July 23, 2020
For large-scale social networks, testing a proposed code update or new feature is a complex and challenging task. In person and also online, people act and interact with one another in ways that are sometimes difficult for traditional algorithms to model or replicate. People’s behavior evolves and adapts over time and is different from one geography to the next, which makes it difficult to anticipate all the ways an individual or an entire community might respond to even a small change in their environment.
To improve software testing for these complex environments — particularly in product areas related to safety, security, and privacy — Facebook researchers have developed Web-Enabled Simulation (WES). WES is a new method for building the first highly realistic, large-scale simulations of complex social networks. It has three important aspects:
It uses machine learning to train bots to realistically simulate the behaviors of real people on a social media platform.
Bots are trained to interact with each other using the same infrastructure as real users, so they can send messages to other bots, comment on bots’ posts or publish their own, or make friend requests to other bots. Bots cannot engage with real users and their behavior cannot have any impact on real users or their experiences on the platform.
WES is able to automate interactions between thousands or even millions of bots. We are using a combination of online and offline simulation, training bots with anything from simple rules and supervised machine learning to more sophisticated reinforcement learning. This blend gives us a spectrum of simulation characteristics that trade engineering concerns, such as speed, scale, and realism; different use cases require different engineering trade-offs along this spectrum for maximum efficiency and effectiveness.
WES deploys these bots on the platform’s actual production code base. The bots can interact with one another but are isolated from real users. This real-infrastructure simulation ensures that the bots’ actions are faithful to the effects that would be witnessed by real people using the platform.
The WES approach can automatically explore complicated scenarios in a simulated environment. While the project is in a research-only stage at the moment, the hope is that one day it will help us improve our services and spot potential reliability or integrity issues before they affect real people using the platform. With WES, we are also developing the ability to answer counterfactual and what-if questions with scalability, realism, and experimental control.

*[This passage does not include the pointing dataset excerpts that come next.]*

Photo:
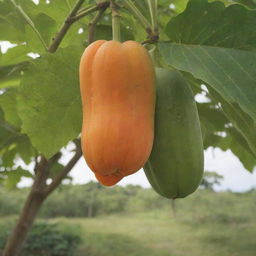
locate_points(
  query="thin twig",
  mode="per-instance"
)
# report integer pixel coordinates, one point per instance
(58, 178)
(93, 23)
(64, 28)
(30, 22)
(84, 13)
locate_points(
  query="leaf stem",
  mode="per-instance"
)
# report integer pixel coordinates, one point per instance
(135, 11)
(64, 28)
(152, 4)
(115, 21)
(30, 23)
(93, 23)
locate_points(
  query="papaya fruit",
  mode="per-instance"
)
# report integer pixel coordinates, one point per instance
(175, 166)
(117, 85)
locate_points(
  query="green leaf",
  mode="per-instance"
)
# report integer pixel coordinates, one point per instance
(212, 24)
(25, 149)
(10, 75)
(241, 121)
(9, 107)
(15, 55)
(239, 147)
(14, 177)
(46, 26)
(49, 103)
(55, 169)
(232, 73)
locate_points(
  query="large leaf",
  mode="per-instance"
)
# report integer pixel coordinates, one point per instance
(232, 73)
(212, 24)
(49, 103)
(15, 55)
(8, 105)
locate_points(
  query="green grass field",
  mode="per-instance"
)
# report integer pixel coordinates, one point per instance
(162, 235)
(203, 224)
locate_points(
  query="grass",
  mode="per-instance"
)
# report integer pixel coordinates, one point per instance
(205, 224)
(163, 235)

Building sophisticated simulation environments poses a range of interesting scientific challenges. For example, to build bots that behave realistically and intelligently, we leveraged a combination of technologies and published research on a wide variety of topics, including search-based software engineering, machine learning, programming languages, multiagent systems, graph theory, game AI, and AI-assisted gameplay.

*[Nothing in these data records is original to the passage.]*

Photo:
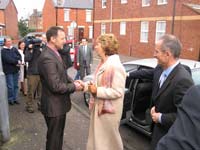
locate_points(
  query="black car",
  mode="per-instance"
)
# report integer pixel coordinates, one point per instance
(138, 94)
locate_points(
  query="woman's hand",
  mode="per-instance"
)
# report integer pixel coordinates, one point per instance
(92, 89)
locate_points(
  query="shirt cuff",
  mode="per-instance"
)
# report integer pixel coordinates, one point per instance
(159, 119)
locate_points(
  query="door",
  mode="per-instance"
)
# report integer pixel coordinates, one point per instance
(80, 33)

Furthermore, the search space of potential mechanisms and the ways in which behaviors interact with them is both enormous and complicated. Small changes in mechanism and/or behavior can interact in subtle and unexpected ways, imbuing the simulation with all the complexity of emergent behavior.

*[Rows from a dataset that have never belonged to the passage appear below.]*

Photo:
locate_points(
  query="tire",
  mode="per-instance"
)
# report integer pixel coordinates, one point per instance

In order to speed progress, we’re seeking input from others in the research community. We’ve shared details on the WES approach and our initial prototype, WW, and launched a request for proposals (RFP) inviting academic researchers and scientists to contribute new ideas to WES and WW. These awards are made to world-leading scholars as unrestricted gifts to support their exploration of the science that underpins WES.
We received 85 submissions from 17 countries around the world. The interest, breadth, and depth of the research proposals are a testament to the way in which the WES research agenda touches on so many important and exciting research topics. We can only hope to answer a fraction of these open scientific questions ourselves. This is why we are so keen to partner with the scientific research community to help advance our collective understanding of these topics.
We’ve used WES to build WW, a simulated Facebook environment using the platform’s actual production code base. With WW (the name is meant to show that this is a smaller version of the World Wide Web, or WWW), we can, for example, create realistic AI bots that seek to buy items that aren’t allowed on our platform, like guns or drugs. Because the bot is acting in the actual production version of Facebook, it can conduct searches, visit pages, send messages, and take other actions just as a real person might. Bots cannot interact with actual Facebook users, however, and their behavior cannot impact the experience of real users on the platform.
We can then run simulations to see whether the bot is able to thwart our safeguards and violate our Community Standards. By doing this at scale in WW, we can identify statistical patterns in the results and test ways to address problems. We can also leverage WW’s mechanism design component, which uses computational search (over the space of product variants), to learn product mechanisms that will tend to make it harder to behave in ways that violate our Community Standards.
In any large-scale system, not every person’s behavior will be benign, and everyone’s behavior will evolve and adapt depending on how the platform responds and what other people do. Some complex interactions will produce emergent properties that are difficult or even impossible to predict. With the WES method and our WW simulator, we’ve built a better way to address this important but difficult challenge. This will help us make our platforms safer, more stable, more robust, and performant. And by sharing our work and providing grants to academic researchers, we also hope WES will help others develop new ways to model these sorts of complex situations. Many, perhaps most, software platforms today enable communities of people to come together and interact in multifaceted, difficult-to-predict ways. Building better testing tools for these systems can therefore have a wide-ranging impact.